A: Not for the most part, no, but there were some groups who were. The Aztecs were notorious for ritual
cannibalism (warriors would eat a strip of flesh from enemies they had slain in combat). Some people dispute
this, but the Aztecs' own written and oral histories seem to support it as the truth. The Karankawa tribe of southeast
Texas was also said to practice ritual cannibalism on defeated enemies. There were a few Amazonian
tribes who practiced funerary cannibalism (family and friends would eat part of a dead tribal member's body as a
religious ceremony at the funeral). Finally, the Carib people of South America were said to kill and eat prisoners
of war, though it's been pointed out that the Spaniards who made this claim were lining their own pockets by
doing so (Queen Isabella had forbidden her subjects from selling Africans, or Indians, as slaves unless they were
cannibals).
None of the other 1200 Native American cultures engaged in culturally sanctioned cannibalism at the time of
European contact. That doesn't mean cannibalism never happened--there were certainly stories in the American
Indian oral history about cannibalistic incidents (a hunting party trapped in a snowstorm who fell to
eating each other, a war chief who taunted captives by striking them in the face with their leader's heart and then
taking a bite out of it.) Such incidents also occurred in American and European history under similar
starving-in-the-wilderness and war-atrocity circumstances (a company of Crusaders, for example, bragged of
having grilled and eaten a Saracen; a Jamestown settler was executed for cannibalizing his wife during a famine).
Cannibalism should not be considered part of American Indian culture on this account any more than it would
be considered part of European or American culture--it was culturally unacceptable behavior. The Sioux
considered cannibalism a sin, the Cree considered it a mental illness, the
Algonquin and Ojibwe considered it a
sign of possession by an evil spirit. In almost all cases, American Indian cannibals--just like European or
American cannibals--were put to death as soon as they were discovered.
Q: But weren't they cannibals before that--in ancient times, before European contact?
A: Most of them definitely were not. It's been suggested that the pre-Iroquois Mohawk and the
ancient Anasazi may have practiced group cannibalism. This is possible, though it has not been proven. The
Mohawk were called "man-eaters" by their
Algonquian enemies on account of this belief about their lurid past.
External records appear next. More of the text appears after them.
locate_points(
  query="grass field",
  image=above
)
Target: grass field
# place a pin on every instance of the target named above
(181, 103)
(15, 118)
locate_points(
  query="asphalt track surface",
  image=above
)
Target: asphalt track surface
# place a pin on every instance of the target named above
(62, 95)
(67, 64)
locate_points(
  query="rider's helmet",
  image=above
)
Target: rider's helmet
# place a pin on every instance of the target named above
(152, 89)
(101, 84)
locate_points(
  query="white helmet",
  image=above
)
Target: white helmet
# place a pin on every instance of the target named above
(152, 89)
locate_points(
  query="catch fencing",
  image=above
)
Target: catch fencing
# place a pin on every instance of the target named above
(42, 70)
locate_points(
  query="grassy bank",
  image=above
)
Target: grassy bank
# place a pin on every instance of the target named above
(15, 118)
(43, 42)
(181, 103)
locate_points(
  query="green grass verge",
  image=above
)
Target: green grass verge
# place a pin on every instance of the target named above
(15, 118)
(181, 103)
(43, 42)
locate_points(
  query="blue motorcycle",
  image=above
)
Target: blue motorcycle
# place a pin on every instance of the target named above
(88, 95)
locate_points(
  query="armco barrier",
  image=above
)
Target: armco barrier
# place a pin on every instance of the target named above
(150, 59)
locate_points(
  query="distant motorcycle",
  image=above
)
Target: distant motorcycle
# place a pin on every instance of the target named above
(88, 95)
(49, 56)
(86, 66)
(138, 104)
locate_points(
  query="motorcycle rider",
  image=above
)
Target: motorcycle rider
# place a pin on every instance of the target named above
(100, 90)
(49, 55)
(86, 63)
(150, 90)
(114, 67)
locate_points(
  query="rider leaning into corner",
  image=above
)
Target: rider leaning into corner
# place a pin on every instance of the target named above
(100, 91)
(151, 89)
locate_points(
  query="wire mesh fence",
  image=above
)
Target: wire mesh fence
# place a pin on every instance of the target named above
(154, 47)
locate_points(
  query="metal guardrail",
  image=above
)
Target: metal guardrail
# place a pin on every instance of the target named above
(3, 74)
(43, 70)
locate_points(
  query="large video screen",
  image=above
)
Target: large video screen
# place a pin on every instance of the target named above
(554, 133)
Some Mohawks think it was probably true, others that you shouldn't give too much credence to slurs people's
enemies cast at their ancestors. The claim about the ancient Anasazi came more recently, when anthropologists
found a burial site with skeletons whose flesh had apparently been hacked off the bones after their death.
Personally, I'm not too impressed by that evidence. Even if those bodies were cut up for cannibalistic purposes,
we're talking about one anomalous site with only seven bodies in it. Of the hundreds of ancient Indian burial sites
exhumed by archaeologists--including dozens of Anasazi ones--this was the only one with this strange
appearance. For all we know it was the work of some Anasazi psychopath. We can't assume ancient Anasazi
culture included cannibalism from this one unusual case any more than we could say American culture includes
cannibalism because of Ted Bundy or Jeffrey Dahmer.